A New Paradigm for the Etymology and Trend
Study from the Perspective of Culturomics
Fei Song
Beijing International Studies University, China
Minghui Xu
Qingdao Experimental School, China
Abstract—As an emerging discipline in 2011, culturomics belongs to cultural studies mainly by way of diachronic research and large-scale corpora, so it could be significative for the etymology and trend studies. In this paper, a large-scale diachronic corpus was established based on culturomics, and the condition and quality basic-level category vocabulary (BLCV) is taken as examples for analyses, so as to obtain relevant data and conclusions. It is shown that about 90% of the condition and quality BLCV was originated earlier than Sui, Tang and the Five Dynasties, and the first-level BLCV is earlier than the second-level and the third-level in aspect of origin time. The higher BLCV level, the greater the use rate increase, with more obvious stable development in the diachronic respect. Thus, culturomics, as a new paradigm in linguistic researches, is confirmed to be feasible, distinctive and irreplaceable in an era of big data.
Index Terms—culturomics, etymology, trend study
I. INTRODUCTION
Chinese lexicon has undergone great changes from ancient times to today. Ancient monosyllables are usually used as morphemes to form numerous disyllables, and some of them never cease to broaden, narrow and transfer their meaning, which gradually generate the modern Chinese lexicon system. In this process, some of vocabularies are still popular and significant in Chinese; some are active and invigorated by forming other new vocabulary; and some are ceased and left in history together with ancient Chinese language.
Previously, researches on Chinese lexicon’s diachronic development are inseparable from the classification of diachronic development law in this system.
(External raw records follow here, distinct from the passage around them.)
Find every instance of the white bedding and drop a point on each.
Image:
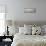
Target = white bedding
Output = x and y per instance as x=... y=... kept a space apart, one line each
x=29 y=40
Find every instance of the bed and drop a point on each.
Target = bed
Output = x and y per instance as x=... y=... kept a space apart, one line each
x=20 y=39
x=29 y=40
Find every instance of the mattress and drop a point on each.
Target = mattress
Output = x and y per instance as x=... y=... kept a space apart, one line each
x=28 y=40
However, emerging "culturomics" provides a revolutionary means of obtaining such data.
Culturomics is an emerging inter-discipline that studies human’s specific ethnic behavior and cultural trends through the quantitative analysis of digitized texts based on big data corpus. This term, first described in a Science article named Quantitative Analysis of Culture Using Millions of Digitized Books by Harvard researchers Jean-Baptiste Michel and his team (2011), is to make up for the limitations and subjectivity of traditional humanities research due to the limited reading and knowledge of researchers themselves.
They cooperate with the Google Books, and based on the digital library of 5,195,769 books with a total of 500 billion vocabularies between 1500 and 2008, conduct quantitative analyses for a range of cultural patterns in language use and trends over time using Google Ngram. Then, Google further develops and opens Google N-gram Viewer, which can directly visualize time-frequency maps of keywords frequencies according to different languages and time scales.
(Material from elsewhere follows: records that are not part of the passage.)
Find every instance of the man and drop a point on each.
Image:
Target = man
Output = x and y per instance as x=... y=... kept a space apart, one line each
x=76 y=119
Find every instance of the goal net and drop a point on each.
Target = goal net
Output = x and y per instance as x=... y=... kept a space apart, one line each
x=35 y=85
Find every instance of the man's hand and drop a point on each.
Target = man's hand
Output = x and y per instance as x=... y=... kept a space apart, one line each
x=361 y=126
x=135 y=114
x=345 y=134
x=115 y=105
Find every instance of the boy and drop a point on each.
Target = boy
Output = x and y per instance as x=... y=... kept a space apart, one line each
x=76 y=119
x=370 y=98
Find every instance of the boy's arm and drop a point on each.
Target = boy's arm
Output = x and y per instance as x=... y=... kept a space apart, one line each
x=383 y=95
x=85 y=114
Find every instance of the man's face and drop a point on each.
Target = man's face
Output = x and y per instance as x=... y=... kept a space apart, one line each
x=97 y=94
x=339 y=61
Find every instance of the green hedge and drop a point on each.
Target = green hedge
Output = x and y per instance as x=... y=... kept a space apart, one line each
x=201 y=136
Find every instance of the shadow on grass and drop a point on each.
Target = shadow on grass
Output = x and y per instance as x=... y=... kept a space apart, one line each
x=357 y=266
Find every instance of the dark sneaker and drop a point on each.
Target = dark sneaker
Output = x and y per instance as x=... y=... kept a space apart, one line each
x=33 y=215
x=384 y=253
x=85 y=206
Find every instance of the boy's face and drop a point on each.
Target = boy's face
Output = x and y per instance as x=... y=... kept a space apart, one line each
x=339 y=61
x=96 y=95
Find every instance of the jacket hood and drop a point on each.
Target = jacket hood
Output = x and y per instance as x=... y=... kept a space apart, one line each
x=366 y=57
Its arising also attracts other researchers to studying different culture from this perspective, and some significant achievements are also made. In SCOPUS, EBSCO and Whiley Inter Science, 52 academic theses, covering such topics as historical phenomena (Juola, 2013), and writing style (Hughes, 2012) are searched with “Culturomics” as the keywords.
But in China, a few relevant researches are conducted at present, and only 3 theses are searched in CNKI, Wanfang data and VIP database. Shao Peiren and Lin Qun (2012) used culturomics to extract Chinese culture and model its characteristics, and proposed that construction of Chinese culture gene base by culturomics could be a way to protect, inherit and disseminate Chinese culture. Guo Chonghui, Wei, and Ren Xiaoling (2014) reviewed the culturomics-related research at home and abroad, and put forward a model of cloud-based processing platform for digitalized documents. Zhao Haiying, Jia Gengyun, and Pan Zhigeng (2016) suggested that culturomics theory can be applied in cultural computing to study the cultural evolution and development. Nevertheless, there are no researches on applying culturomics to specific Chinese cultural issues.
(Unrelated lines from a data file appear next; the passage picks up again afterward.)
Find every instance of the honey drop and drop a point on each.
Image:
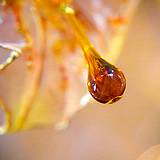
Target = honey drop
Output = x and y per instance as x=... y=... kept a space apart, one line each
x=106 y=83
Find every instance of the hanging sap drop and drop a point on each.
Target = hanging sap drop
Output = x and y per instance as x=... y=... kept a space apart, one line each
x=106 y=83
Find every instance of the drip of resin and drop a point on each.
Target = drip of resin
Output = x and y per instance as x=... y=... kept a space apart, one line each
x=106 y=83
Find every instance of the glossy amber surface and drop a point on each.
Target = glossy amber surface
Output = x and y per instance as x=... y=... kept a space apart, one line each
x=106 y=83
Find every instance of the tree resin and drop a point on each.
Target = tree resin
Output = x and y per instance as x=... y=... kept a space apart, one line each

Chinese BLCV has close and inseparable links with its lexicon in the diachronic development since ancient times. One reason is that many Chinese BLCV are themselves the "living fossils" of Chinese passing down; and the other is
that “productivity” of many today’s BLCV is formed when ancient Chinese monosyllables are evolved to the modern disyllables. Thus, it has vital significance to study Chinese BLCV etymology for understanding Chinese etymology and the trend. On the other hand, culturomics possesses unique advantage in such researches. Based on the diachronic corpus, BLCV generation and development can be studied. According to the generation and length of time, as well as the specific usage conditions in each era, the diachronic literacy and development laws of BLCV can be described and summarized. This complements the traditional paradigm of the etymology research, which usually involves a large amount of literature research and glyph analysis.
In this paper, Chinese condition and quality BLCV1 (seen in the Appendix) extracted previously is taken as examples to analyze the feasibility and specific technical details of culturomics into the Chinese etymology and its trend study, so as provide a new etymology paradigm.
II. ESTABLISHMENT OF DIACHRONIC PRAGMATIC CORPUS FOR CONDITION AND QUALITY BLCV
According to culturomics, a larger-scale Chinese diachronic pragmatic corpus should be established first. Hence, “Online Corpus Website2”, is selected as the raw corpus of ancient Chinese in this research. All the data are crawled in a
category of condition and quality vocabulary and then undergone a secondary processing, Finally, an expected diachronic corpus with the total volume of 100 million condition and quality Chinese vocabularies is established.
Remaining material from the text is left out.